Among the areas where I think we, as followers of Jesus, need to be making some waves in our day and time are on issues related to the environment and to the economy. Are our primary means of creating good paying jobs as a global economy ways that are destructive of our environment, ways that produce short-term gain but contribute to long-term planetary degradation? Can’t we be more creative?
In the United States, our economic gains seem to be accruing to those who are doing the best. There is solid documentation of the continuing growth of economic inequality in our country. In the most recent issue of The Atlantic (December 2013, 26-29) there was a report on business leaders concerned for how global capitalism is functioning. Fear that the market economy has become dysfunctional… is being publically expressed, with increasing frequency, by some of the people who occupy the commanding heights of the global economy. The article quoted a former head of Goldman Sachs Asset Management: “Some people say income inequality doesn’t matter. I disagree. We are creating a situation in which only the elite of the elite can be successful – and that is not sustainable.” Add to this an argument put forward recently in The New Yorker (December 2, 2013, Jill Lepore, p. 79): One well-established fact is that polarization in Congress maps onto one measure better than any other: economic inequality.

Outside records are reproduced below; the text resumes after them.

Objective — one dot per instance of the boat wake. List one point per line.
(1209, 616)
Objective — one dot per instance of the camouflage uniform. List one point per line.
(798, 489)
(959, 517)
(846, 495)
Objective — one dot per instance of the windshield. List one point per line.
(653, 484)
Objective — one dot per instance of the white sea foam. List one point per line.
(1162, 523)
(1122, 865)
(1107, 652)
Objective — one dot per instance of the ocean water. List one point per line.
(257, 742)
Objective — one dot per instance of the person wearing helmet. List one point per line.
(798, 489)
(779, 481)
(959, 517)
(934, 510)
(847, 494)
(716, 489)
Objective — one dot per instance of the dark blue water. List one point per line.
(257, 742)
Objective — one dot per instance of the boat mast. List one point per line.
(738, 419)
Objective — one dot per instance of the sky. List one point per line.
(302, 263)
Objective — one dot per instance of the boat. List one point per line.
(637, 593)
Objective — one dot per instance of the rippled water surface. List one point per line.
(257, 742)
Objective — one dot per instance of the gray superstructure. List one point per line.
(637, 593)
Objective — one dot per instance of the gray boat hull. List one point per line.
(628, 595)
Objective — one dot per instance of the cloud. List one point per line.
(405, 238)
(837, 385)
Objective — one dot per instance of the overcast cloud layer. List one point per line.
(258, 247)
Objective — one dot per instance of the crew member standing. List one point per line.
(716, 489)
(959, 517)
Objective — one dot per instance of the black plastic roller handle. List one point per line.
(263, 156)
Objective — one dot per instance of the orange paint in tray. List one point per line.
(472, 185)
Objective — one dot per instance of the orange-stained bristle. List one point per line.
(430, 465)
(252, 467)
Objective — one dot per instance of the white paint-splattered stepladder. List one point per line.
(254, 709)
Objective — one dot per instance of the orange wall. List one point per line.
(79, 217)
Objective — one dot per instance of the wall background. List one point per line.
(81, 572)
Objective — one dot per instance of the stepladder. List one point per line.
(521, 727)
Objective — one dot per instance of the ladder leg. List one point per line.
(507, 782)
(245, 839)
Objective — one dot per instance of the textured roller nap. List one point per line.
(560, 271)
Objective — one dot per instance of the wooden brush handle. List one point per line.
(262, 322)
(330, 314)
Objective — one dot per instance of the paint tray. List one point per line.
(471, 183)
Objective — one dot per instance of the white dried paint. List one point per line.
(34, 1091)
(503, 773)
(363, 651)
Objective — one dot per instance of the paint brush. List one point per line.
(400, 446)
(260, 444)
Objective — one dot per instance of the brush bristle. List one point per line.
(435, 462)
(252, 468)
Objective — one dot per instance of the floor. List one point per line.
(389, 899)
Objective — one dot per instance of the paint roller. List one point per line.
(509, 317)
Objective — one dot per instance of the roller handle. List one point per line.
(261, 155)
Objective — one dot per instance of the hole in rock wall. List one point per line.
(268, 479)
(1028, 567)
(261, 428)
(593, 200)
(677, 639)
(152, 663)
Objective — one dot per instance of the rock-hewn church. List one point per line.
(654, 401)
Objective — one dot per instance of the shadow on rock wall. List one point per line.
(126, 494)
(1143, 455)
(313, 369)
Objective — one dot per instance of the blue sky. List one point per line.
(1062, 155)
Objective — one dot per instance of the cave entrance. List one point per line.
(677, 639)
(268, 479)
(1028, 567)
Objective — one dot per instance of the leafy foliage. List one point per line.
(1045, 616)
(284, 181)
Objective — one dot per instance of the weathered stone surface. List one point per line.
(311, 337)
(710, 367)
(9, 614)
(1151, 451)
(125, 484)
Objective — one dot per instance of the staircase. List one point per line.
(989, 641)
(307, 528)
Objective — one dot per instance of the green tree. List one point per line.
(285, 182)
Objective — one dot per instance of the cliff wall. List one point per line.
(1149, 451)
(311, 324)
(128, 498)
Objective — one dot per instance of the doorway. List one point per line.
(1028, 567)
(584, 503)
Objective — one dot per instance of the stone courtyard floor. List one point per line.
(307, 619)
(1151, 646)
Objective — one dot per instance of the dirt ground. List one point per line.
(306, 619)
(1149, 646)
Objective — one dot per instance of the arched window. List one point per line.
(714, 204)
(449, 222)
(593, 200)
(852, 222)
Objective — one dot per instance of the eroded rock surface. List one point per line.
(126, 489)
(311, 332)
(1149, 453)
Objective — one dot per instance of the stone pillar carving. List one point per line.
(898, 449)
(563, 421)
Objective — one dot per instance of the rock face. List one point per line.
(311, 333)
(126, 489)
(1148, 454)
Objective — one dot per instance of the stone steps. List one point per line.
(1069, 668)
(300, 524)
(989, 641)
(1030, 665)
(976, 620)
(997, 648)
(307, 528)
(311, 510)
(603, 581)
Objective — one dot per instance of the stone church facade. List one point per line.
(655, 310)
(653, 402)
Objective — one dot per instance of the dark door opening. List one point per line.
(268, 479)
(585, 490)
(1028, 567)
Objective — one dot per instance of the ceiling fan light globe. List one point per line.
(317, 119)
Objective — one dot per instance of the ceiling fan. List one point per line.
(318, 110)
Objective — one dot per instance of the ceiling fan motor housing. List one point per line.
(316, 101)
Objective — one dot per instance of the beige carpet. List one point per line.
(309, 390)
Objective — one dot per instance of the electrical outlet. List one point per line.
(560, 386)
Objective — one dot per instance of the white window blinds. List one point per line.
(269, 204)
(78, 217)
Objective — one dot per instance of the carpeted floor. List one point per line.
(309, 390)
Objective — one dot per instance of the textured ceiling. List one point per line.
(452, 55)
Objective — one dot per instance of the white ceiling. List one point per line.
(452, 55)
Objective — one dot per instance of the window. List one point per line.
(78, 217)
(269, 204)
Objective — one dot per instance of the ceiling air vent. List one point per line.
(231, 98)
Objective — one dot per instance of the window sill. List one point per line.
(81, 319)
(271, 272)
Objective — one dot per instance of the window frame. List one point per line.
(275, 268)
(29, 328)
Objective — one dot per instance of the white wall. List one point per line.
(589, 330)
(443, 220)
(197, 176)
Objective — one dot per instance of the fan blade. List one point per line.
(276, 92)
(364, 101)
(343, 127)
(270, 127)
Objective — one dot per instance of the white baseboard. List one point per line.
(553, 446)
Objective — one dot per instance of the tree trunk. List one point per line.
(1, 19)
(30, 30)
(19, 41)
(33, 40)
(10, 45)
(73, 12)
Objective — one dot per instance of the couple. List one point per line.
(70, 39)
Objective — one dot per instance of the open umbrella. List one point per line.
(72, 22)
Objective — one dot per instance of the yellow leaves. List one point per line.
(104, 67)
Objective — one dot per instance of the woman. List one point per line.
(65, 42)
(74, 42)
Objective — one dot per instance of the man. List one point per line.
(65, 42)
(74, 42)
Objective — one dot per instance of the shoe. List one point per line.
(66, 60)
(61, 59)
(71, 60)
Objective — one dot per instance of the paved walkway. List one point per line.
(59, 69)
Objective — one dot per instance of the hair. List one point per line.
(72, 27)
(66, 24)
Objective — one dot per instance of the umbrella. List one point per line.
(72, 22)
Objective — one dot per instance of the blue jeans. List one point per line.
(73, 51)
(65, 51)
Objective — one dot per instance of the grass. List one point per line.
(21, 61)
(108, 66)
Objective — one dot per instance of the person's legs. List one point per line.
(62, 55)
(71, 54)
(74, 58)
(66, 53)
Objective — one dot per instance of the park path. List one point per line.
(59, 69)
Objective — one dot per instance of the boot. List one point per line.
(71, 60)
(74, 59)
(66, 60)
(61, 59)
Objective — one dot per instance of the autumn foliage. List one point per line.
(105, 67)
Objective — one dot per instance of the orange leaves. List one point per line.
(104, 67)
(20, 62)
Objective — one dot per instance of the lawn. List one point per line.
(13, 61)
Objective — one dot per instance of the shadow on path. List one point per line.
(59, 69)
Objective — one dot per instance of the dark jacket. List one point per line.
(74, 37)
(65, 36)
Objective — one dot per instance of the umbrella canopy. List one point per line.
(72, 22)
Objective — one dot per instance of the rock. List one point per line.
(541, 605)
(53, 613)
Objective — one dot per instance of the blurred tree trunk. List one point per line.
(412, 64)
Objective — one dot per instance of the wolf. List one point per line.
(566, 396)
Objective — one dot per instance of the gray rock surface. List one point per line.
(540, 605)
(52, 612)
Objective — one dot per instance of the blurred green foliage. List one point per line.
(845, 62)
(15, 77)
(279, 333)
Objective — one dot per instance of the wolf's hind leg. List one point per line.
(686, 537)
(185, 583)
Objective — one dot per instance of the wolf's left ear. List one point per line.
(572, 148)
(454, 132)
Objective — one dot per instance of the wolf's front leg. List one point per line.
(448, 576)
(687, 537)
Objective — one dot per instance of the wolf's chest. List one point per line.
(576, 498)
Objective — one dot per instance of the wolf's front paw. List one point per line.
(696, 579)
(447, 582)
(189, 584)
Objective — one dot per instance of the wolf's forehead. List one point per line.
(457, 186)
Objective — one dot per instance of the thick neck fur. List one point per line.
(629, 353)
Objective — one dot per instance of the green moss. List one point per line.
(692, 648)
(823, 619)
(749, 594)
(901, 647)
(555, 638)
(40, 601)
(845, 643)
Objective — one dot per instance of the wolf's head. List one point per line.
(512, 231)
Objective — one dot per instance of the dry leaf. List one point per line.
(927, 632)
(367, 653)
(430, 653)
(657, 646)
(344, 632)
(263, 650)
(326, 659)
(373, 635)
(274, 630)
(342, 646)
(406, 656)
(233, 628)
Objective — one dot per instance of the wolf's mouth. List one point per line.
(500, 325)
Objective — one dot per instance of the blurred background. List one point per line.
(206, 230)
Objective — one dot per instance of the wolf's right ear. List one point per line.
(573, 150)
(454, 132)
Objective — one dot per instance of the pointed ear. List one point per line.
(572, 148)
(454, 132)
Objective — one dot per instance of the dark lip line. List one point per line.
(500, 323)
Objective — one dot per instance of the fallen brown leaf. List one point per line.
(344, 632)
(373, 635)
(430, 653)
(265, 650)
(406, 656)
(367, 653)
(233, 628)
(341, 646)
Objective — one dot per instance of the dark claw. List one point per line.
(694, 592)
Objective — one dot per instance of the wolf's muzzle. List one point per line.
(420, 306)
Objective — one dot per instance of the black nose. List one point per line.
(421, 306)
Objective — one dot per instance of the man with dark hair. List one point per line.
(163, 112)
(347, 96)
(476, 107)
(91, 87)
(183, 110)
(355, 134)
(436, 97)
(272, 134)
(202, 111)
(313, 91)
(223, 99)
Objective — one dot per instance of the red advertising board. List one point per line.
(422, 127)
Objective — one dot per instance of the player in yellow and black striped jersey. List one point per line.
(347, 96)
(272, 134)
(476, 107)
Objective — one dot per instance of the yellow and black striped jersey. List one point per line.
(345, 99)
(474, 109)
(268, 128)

The smaller the gap between rich and poor, the more moderate our politicians; the greater the gap, the greater disagreement between liberals and conservatives.
[God] has brought down the powerful from their thrones, and lifted up the lowly; [God] has filled the hungry with good things, and sent the rich away empty. Following Jesus, walking lightly may mean making some waves.
I cannot finish this morning’s reflection on following Jesus in the wider world, on walking lightly, without a word about Nelson Mandela. The world recently lost a remarkable person and leader when Nelson Mandela died December 5. Among the iconic images in my lifetime is the image of Mandela being released from prison in 1990. At the time I was working on my doctorate, and I wrote my dissertation on Christian faith and political democracy. Mandela’s release and subsequent election were powerful symbols of democracy. What made Mandela so remarkable was his ability to move forward. Here was a man who had been imprisoned for twenty-seven years. When he became president of South Africa, he did not turn around and seek retribution against those who had imprisoned him. He walked lightly, walked in the way of forgiveness and reconciliation. He made waves, but maybe not splashes. Another iconic image from Mandela’s life was when South Africa won the world cup in rugby, a white man’s sport in South Africa, and Mandela donned the green shirt supporting the team.
In his book reflecting on South Africa and on social dimensions of Christian faith, Archbishop Desmond Tutu wrote words that speak of Mandela, but that also speak powerfully to us all about walking lightly in Jesus in the world.
Harmony, friendliness, community are great goods. Social harmony is for us the… greatest good. Anything that subverts, that undermines this sought-after good, is to be avoided like the plague. Anger, resentment, lust for revenge, even success through aggressive competitiveness, are corrosive of this good.… What dehumanizes you inexorably dehumanizes me. [Forgiveness] gives people resilience, enabling them to survive and emerge still human despite all efforts to dehumanize them. (No Future Without Forgiveness, 31)
May God grant us grace that we may walk in the power of the Spirit of Jesus, walk as people of the light, walk lightly – minimizing harm and healing, walking with the suffering, making waves of love, justice, peace and reconciliation. Amen.